# Universal property on products

Let $$\mathcal{C}$$ be a category and let $$A,B$$ be objects of $$\mathcal{C}$$. Let $$\pi_A$$ and $$\pi_B$$ be morphisms in $$\mathcal{C}$$ such that $$\pi_A:A\times B\to A$$ and $$\pi_B: A\times B\to B$$. Now, the universal property says that for each object $$X$$ in $$\mathcal{C}$$ and every pair of morphisms $$f_A, f_B$$ there exists a unique morphism $$f: X\to A\times B$$.

I'm having a really hard time understanding why this must be true or maybe I'm missing some information or definition.

The universal property on any kind of structure is very loosely defined, that I cannot find a solid definition anywhere on the internet. How can this be possibly true for every $$X,f_A$$ and $$f_B$$ here? Are there any restriction on any of the given morphisms that I failed to mention?

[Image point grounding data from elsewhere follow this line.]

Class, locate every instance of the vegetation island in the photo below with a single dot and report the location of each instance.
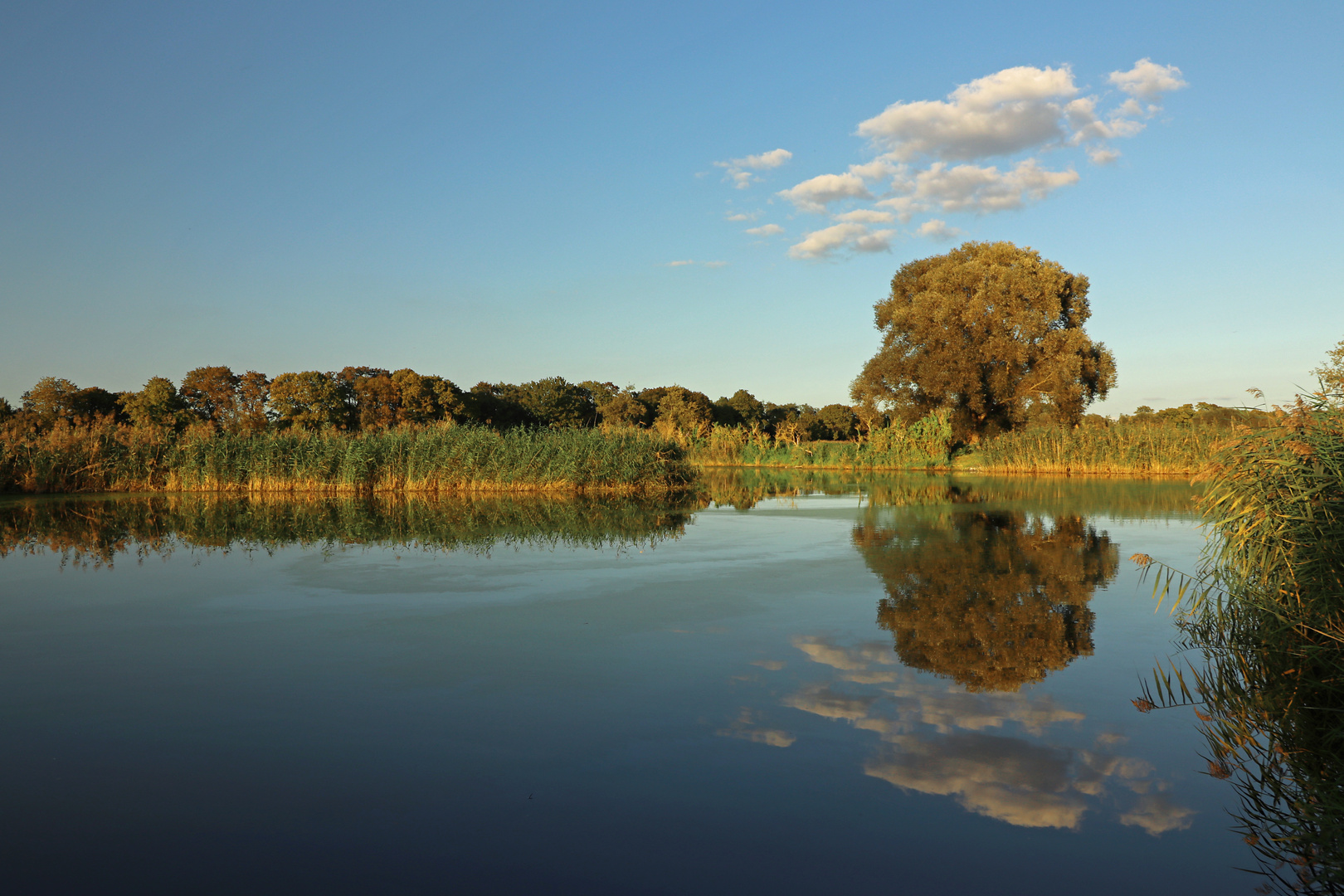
(984, 364)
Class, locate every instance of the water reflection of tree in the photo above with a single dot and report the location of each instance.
(93, 531)
(991, 599)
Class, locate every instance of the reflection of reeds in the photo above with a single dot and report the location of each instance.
(1118, 499)
(1265, 614)
(455, 458)
(921, 445)
(95, 531)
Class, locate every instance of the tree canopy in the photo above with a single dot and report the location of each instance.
(991, 332)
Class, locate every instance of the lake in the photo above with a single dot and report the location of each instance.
(795, 684)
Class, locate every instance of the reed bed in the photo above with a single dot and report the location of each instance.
(95, 531)
(921, 445)
(1265, 614)
(104, 457)
(1127, 449)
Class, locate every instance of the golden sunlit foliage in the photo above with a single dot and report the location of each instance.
(992, 334)
(991, 599)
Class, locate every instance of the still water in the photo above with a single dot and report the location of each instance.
(821, 684)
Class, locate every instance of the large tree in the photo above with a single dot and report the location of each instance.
(991, 332)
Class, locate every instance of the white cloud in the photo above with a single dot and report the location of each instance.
(1148, 80)
(823, 243)
(999, 114)
(930, 155)
(875, 169)
(815, 193)
(937, 230)
(1157, 815)
(976, 190)
(739, 169)
(866, 217)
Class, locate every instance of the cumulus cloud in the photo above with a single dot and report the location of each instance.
(851, 236)
(739, 171)
(745, 728)
(1148, 80)
(1157, 815)
(999, 114)
(817, 192)
(937, 230)
(971, 188)
(1006, 778)
(866, 217)
(930, 155)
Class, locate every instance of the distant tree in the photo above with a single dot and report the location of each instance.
(984, 331)
(992, 601)
(602, 394)
(622, 409)
(1331, 375)
(838, 421)
(869, 418)
(253, 395)
(684, 411)
(308, 401)
(95, 402)
(420, 403)
(158, 405)
(498, 405)
(51, 399)
(724, 414)
(747, 407)
(554, 402)
(212, 394)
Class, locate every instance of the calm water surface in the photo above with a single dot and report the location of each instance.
(912, 685)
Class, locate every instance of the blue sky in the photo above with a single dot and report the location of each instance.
(498, 191)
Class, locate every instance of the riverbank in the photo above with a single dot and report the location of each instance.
(106, 457)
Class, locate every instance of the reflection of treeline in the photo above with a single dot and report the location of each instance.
(1266, 613)
(1176, 440)
(1118, 499)
(104, 455)
(991, 599)
(97, 531)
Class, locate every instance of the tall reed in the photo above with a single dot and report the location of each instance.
(1265, 611)
(919, 445)
(1118, 449)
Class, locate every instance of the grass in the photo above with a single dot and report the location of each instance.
(1129, 449)
(1265, 614)
(105, 457)
(921, 445)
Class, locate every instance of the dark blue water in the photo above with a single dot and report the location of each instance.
(732, 711)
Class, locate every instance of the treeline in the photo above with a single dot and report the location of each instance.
(370, 398)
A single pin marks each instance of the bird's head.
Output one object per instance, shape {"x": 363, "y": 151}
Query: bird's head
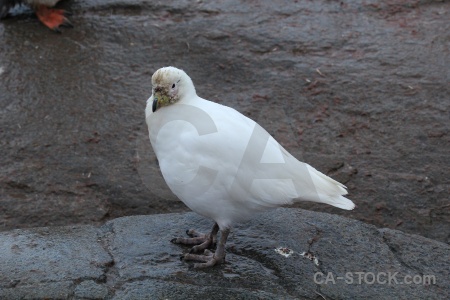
{"x": 170, "y": 85}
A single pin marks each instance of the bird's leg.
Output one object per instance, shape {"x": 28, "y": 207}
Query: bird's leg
{"x": 202, "y": 241}
{"x": 52, "y": 18}
{"x": 210, "y": 259}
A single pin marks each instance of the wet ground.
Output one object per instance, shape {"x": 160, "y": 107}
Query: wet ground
{"x": 358, "y": 89}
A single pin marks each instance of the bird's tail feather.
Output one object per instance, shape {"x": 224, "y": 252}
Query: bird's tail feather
{"x": 329, "y": 191}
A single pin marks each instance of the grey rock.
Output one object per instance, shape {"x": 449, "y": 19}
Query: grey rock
{"x": 89, "y": 289}
{"x": 132, "y": 258}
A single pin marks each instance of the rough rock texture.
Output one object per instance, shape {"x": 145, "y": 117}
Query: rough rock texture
{"x": 132, "y": 258}
{"x": 358, "y": 89}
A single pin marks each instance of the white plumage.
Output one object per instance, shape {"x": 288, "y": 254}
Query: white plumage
{"x": 222, "y": 164}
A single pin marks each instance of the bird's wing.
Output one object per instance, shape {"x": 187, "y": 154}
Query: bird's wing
{"x": 239, "y": 159}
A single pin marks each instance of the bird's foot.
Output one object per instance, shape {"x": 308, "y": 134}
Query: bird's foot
{"x": 200, "y": 240}
{"x": 53, "y": 18}
{"x": 208, "y": 259}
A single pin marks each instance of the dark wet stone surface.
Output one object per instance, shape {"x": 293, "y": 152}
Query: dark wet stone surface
{"x": 360, "y": 90}
{"x": 132, "y": 258}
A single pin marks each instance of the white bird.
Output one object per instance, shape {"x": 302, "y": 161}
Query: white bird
{"x": 223, "y": 165}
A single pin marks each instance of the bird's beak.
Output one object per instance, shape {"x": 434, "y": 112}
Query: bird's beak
{"x": 155, "y": 102}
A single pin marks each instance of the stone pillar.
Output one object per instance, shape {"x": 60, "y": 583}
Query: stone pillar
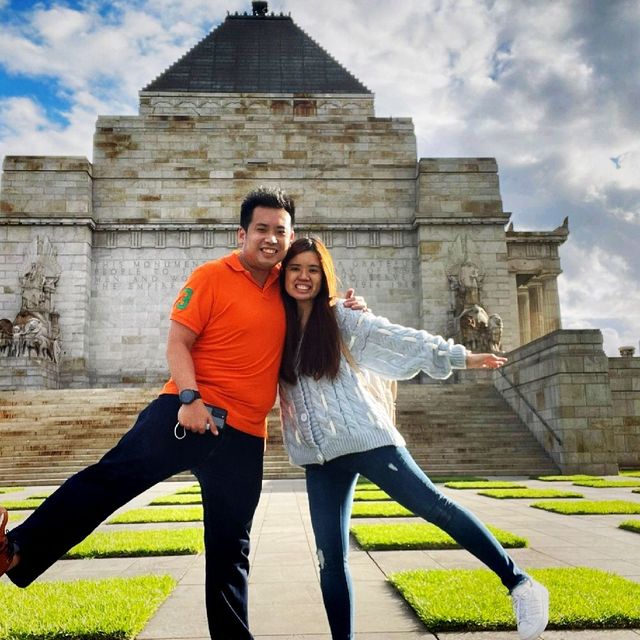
{"x": 551, "y": 303}
{"x": 536, "y": 309}
{"x": 524, "y": 315}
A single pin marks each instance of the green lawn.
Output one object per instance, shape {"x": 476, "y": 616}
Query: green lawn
{"x": 607, "y": 484}
{"x": 188, "y": 498}
{"x": 158, "y": 514}
{"x": 163, "y": 542}
{"x": 475, "y": 600}
{"x": 503, "y": 494}
{"x": 386, "y": 509}
{"x": 115, "y": 609}
{"x": 194, "y": 488}
{"x": 573, "y": 478}
{"x": 589, "y": 507}
{"x": 486, "y": 484}
{"x": 422, "y": 535}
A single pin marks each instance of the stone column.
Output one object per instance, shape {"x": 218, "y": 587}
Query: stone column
{"x": 551, "y": 302}
{"x": 536, "y": 309}
{"x": 524, "y": 315}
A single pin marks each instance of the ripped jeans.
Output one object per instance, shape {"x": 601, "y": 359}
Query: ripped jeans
{"x": 330, "y": 488}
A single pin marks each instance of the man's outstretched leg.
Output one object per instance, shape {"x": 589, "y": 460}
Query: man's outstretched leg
{"x": 147, "y": 454}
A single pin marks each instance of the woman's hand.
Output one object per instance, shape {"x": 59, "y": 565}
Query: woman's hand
{"x": 484, "y": 361}
{"x": 357, "y": 303}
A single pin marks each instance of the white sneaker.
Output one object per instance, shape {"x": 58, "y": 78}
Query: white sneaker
{"x": 531, "y": 605}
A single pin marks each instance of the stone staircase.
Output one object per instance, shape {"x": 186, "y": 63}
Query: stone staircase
{"x": 451, "y": 429}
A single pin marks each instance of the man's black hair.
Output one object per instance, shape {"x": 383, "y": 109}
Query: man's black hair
{"x": 265, "y": 197}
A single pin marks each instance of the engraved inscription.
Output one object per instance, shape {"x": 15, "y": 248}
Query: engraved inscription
{"x": 142, "y": 275}
{"x": 374, "y": 274}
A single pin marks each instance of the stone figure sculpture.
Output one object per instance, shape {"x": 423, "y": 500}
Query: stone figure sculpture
{"x": 6, "y": 336}
{"x": 35, "y": 331}
{"x": 471, "y": 324}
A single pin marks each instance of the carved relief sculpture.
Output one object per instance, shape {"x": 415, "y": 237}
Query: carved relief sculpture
{"x": 35, "y": 331}
{"x": 470, "y": 324}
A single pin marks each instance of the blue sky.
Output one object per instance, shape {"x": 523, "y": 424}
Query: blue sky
{"x": 549, "y": 88}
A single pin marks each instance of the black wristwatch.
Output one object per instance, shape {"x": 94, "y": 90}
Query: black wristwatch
{"x": 187, "y": 396}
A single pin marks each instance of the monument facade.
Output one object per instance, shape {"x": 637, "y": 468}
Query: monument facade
{"x": 94, "y": 252}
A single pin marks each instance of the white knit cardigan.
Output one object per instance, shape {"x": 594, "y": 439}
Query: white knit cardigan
{"x": 324, "y": 419}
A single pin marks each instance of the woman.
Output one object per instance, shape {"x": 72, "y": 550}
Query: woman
{"x": 336, "y": 429}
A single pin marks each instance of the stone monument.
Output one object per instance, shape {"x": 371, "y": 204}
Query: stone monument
{"x": 423, "y": 239}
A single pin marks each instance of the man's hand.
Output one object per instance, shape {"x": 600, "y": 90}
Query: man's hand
{"x": 357, "y": 303}
{"x": 484, "y": 361}
{"x": 195, "y": 417}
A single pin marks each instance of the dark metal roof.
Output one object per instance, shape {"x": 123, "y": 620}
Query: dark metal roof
{"x": 257, "y": 54}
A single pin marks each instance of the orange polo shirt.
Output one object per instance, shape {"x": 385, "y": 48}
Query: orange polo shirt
{"x": 240, "y": 328}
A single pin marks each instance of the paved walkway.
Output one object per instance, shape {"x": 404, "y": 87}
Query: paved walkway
{"x": 285, "y": 595}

Any help would be appreciated.

https://i.imgur.com/AcdaqkI.png

EDIT: I am unable to include the image in this question for whatever reason. see link

• The statement is that for every pair of morphisms $f_A : X \to A$ and $f_B : X \to B$, there is a unique $f : X \to A \times B$ such that $\pi_A \circ f = f_A$ and $\pi_B \circ f = f_B$. Sep 13, 2021 at 21:47
• Generally, one picks out a certain specific category (such as the category of sets), picks out a choice of $A \times B$, $\pi_A$, and $\pi_B$, and then proves that the given property is true. "why is that true" depends on which category you're talking about. Sep 13, 2021 at 21:50
• "the product of $A$ and $B$ exists" is defined to mean that there exists an object $A \times B$ and arrows $\pi_A, \pi_B$ such that the property holds. Sep 13, 2021 at 21:53
• You're missing the point here. Whenever we have a category $C$ and objects $A$ and $B$ in this category, the statement "the product of $A$ and $B$ exists" means, by definition, that there exists an object $A \times B$ and two arrows $\pi_A : A \times B \to A$, $\pi_B : A \times B \to B$ such that for all objects $X$ and arrows $f_A : X \to A$, $f_B : X \to B$, there is a unique arrow $f : X \to A \times B$ satisfying $f_A = \pi_A \circ f$ and $f_B = \pi_B \circ f$. This is the definition of "the product exists". Sep 13, 2021 at 22:00
• Oh so the "there exists" part is also part of the definition of "the product exists"? That makes much more sense. Thanks man Sep 13, 2021 at 22:05

"why is that true ?" : we define the tuple $$(P, \pi_A,\pi_B)$$ to be a product if it satisfies this property. So it is true for the product because we defined products to be those things that satisfy it.
"How can this possibly true" : think about the category of sets, and the usual cartesian product of sets $$A\times B$$ with projections $$(a,b)\mapsto a, (a,b)\mapsto b$$. Can you try to prove and understand why it satisfies this condition ?
Note that a product in a category $$C$$ need not have anything to do with the usual cartesian product of sets, even when $$C$$ is a category of "sets with structure". It is very often true that it is related to the product of sets for categories of sets with algebraic structures, but then that is something you have to prove, and it does not follow from the definition of a product.